There, in Delhi, she discovers a vibrant cosmopolitan New India, where more than half the country is below 30. The book chronicles her life in this New India, where instead of a marriage arranged by aunties, she finds herself among a generation that enjoys bar-hopping not to mention bed-hopping, rock bands and Westernized dating.

She meets people in India who live very traditional lives alongside single and divorced women, gay men and others, who instead of leading marginal existences, are very much part of the rising, prosperous new India.

When I ask my father why he left India, he trots out the same two childhood hardship stories, which in their baroque absurdity, bear the tincture of caricature. The one about the banana I’ve heard every few months since my own childhood, usually provoked when I, or someone else in close proximity is eating a banana. “I never ate a whole banana when I was growing up. When I was small, we would cut the banana into eight pieces, one for each of us, seven brothers and one sister. Beta, you don’t how lucky you are to be eating the full banana,” he would say, shaking his head mournfully.

The other about the comb is relatively new, and by that I mean my father started telling it to me 15 instead of 25 years ago. For some reason, I have the impression that it is more beloved than even his banana story because he launches into it with especial plangency. He tells me, his hands waving about for emphasis, “Beti, you don’t know how tough it was for us growing up. We had one comb between us seven brothers and one sister. And the comb only had two teeth. Two teeth, can you imagine?” In its abject plainspokenness and stark imagery, the story of the comb is far more tragic than the banana story. What could be sadder than a comb with two teeth?
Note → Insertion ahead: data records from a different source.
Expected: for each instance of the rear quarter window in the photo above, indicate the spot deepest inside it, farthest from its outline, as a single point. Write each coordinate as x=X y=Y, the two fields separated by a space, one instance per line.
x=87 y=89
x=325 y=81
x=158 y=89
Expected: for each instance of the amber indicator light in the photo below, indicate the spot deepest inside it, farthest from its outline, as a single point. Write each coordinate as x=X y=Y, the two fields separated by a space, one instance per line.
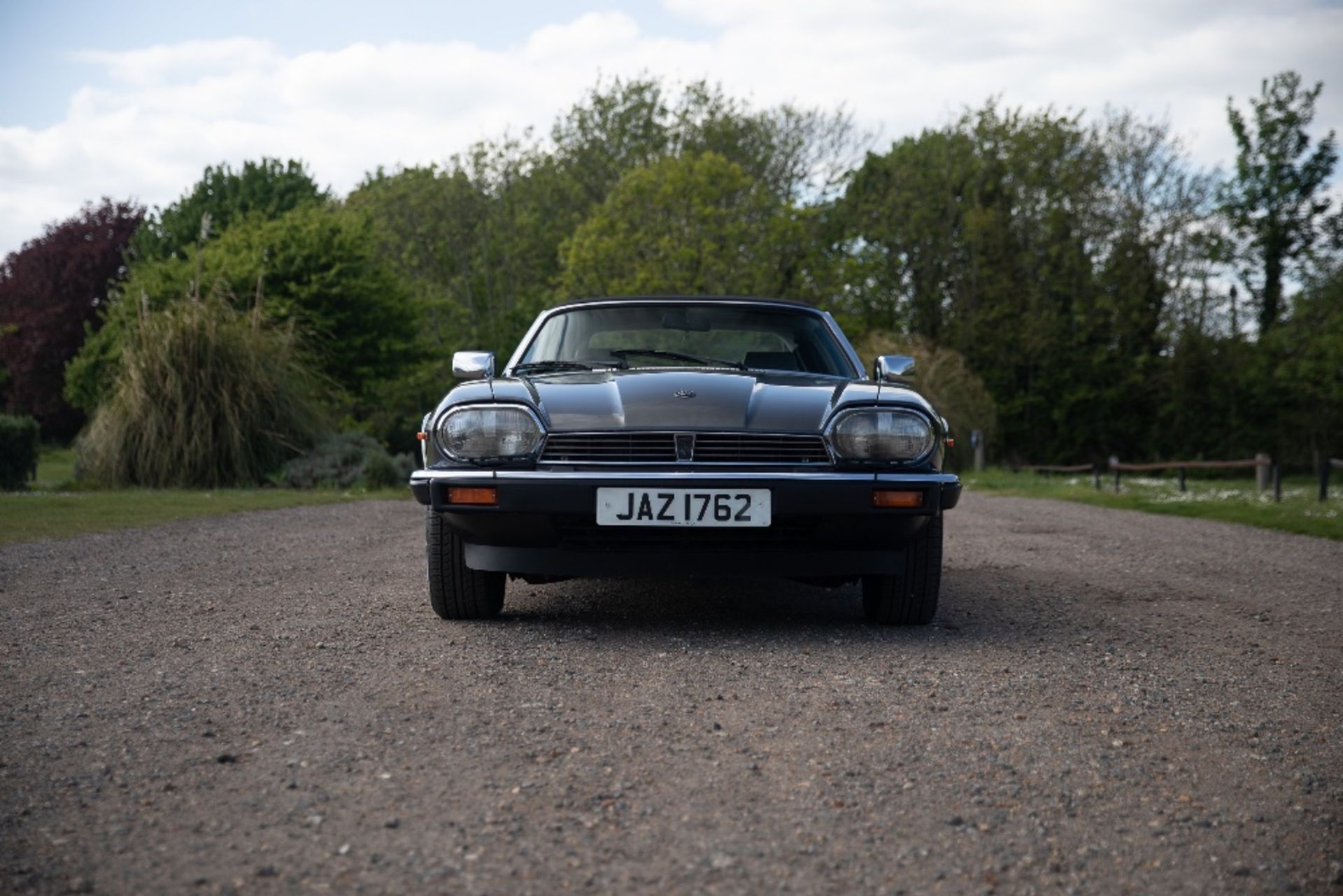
x=462 y=495
x=897 y=499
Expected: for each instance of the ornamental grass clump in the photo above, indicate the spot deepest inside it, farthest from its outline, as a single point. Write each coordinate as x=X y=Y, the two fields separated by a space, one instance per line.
x=206 y=397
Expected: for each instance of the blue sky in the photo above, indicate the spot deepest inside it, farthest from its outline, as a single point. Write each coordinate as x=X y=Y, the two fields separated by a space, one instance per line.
x=132 y=100
x=39 y=39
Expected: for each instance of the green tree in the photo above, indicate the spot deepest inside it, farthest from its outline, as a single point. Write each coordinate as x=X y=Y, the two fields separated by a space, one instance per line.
x=1276 y=202
x=269 y=188
x=692 y=225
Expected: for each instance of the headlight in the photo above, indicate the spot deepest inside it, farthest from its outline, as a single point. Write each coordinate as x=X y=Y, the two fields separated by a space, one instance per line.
x=487 y=432
x=879 y=434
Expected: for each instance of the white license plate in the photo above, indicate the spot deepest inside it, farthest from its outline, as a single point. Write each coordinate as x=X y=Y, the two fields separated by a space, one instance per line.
x=683 y=507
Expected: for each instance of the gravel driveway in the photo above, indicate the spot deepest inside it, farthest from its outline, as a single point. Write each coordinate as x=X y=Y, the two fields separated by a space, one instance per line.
x=1108 y=702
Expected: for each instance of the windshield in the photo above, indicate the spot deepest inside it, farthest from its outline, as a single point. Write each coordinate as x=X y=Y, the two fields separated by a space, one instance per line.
x=684 y=335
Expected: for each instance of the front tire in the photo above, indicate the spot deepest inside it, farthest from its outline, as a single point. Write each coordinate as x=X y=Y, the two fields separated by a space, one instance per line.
x=908 y=598
x=455 y=591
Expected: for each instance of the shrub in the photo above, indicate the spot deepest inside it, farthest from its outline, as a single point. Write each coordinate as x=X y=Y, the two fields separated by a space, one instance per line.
x=17 y=450
x=346 y=460
x=206 y=397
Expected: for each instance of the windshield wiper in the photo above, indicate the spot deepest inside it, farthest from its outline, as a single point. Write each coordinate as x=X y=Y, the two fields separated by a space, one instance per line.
x=677 y=356
x=541 y=367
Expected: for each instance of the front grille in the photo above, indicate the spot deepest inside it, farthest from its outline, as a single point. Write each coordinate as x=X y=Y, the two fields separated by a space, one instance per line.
x=783 y=534
x=661 y=448
x=750 y=448
x=610 y=448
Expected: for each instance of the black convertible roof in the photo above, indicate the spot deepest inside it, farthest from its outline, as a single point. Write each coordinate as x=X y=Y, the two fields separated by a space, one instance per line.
x=754 y=300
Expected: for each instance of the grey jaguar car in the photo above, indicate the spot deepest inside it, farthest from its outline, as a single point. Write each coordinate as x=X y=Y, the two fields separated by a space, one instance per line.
x=684 y=436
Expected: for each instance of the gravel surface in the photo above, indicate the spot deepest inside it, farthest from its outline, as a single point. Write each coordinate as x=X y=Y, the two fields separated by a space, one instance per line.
x=1108 y=702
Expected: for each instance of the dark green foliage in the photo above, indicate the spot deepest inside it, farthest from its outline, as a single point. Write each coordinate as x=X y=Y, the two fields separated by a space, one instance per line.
x=265 y=188
x=204 y=397
x=346 y=460
x=1276 y=202
x=17 y=450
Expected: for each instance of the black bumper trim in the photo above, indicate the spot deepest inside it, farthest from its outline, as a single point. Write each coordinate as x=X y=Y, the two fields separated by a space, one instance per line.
x=681 y=563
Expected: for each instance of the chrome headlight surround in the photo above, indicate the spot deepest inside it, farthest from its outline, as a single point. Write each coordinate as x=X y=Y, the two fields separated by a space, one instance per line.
x=489 y=433
x=881 y=436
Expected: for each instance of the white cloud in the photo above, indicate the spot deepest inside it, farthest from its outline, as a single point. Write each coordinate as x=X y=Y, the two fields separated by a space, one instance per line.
x=160 y=115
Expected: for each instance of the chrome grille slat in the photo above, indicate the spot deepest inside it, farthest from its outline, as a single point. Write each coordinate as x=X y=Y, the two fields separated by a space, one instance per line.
x=660 y=448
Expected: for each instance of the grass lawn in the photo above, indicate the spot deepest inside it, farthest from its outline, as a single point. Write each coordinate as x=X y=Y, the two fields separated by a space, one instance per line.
x=1229 y=500
x=51 y=508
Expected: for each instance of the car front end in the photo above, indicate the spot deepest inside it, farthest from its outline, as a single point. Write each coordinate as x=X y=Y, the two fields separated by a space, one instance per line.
x=671 y=468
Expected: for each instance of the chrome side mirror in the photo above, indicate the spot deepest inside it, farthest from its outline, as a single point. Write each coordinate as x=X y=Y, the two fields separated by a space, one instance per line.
x=473 y=366
x=892 y=369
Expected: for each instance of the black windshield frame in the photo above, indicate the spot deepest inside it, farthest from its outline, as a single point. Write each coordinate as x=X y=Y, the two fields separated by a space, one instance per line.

The image of my father and his siblings running the useless, broken comb through their unruly hair, day after day, morning after morning, before school or before work in an empty simulation of what others might be doing with a perfectly functioning comb undoes something in me. They undergo the pretense not because they hope it will tame their locks but because they know the act of using the comb is what separates them from the real poor of India, the filthy and grey-dusty children of the sweeper that cleans their latrine. Although ineffectual, the gesture brings them ever closer to respectability, to wealth, to a destiny where combs actually detangle and slick back and give shape to a stubborn head of hair.